Na segunda, senti uma baita coceira no olho direito. Fui ao banheiro, um mosquito me picou, ardia a coisa. Passei álcool, ardeu dentro dele. Voltei para cozinha, queimou a segunda leva e óleo estava preto. Fui trocar e percebi que esqueci este item lá no mercado e no final das contas o prato principal foram ovos estrelados. À noite, eu e minha mulher conversamos sobre o dia e a possibilidade de se contratar uma empregada, ou ainda, sobre uma possível internação minha em regime de urgência. Porém, o orçamento ainda não permitia nenhuma das duas coisas e eu abominava a ideia de ter uma doméstica me inquirindo o dia inteiro como aprenderam com as serviçais das novelas das nove.

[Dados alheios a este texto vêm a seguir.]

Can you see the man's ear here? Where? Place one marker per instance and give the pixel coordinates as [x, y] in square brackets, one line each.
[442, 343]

Ao cair das tardes devia ir para o computador escrever meu artigo, mas estava tão cansado que acabava indo para frente da TV. Foi assim por vários dias até que percebi que não conseguia ficar um deles sem assistir a tal novela. E, em seguida a morbidez: Desastres aéreos na Discovery Channel. De manhã me prendi ao programa da Ana Maria Braga, que receitas! Em contrapartida rezava pelo passamento do louro... E do pastor que ainda repetia os salmos 23 todas as noites!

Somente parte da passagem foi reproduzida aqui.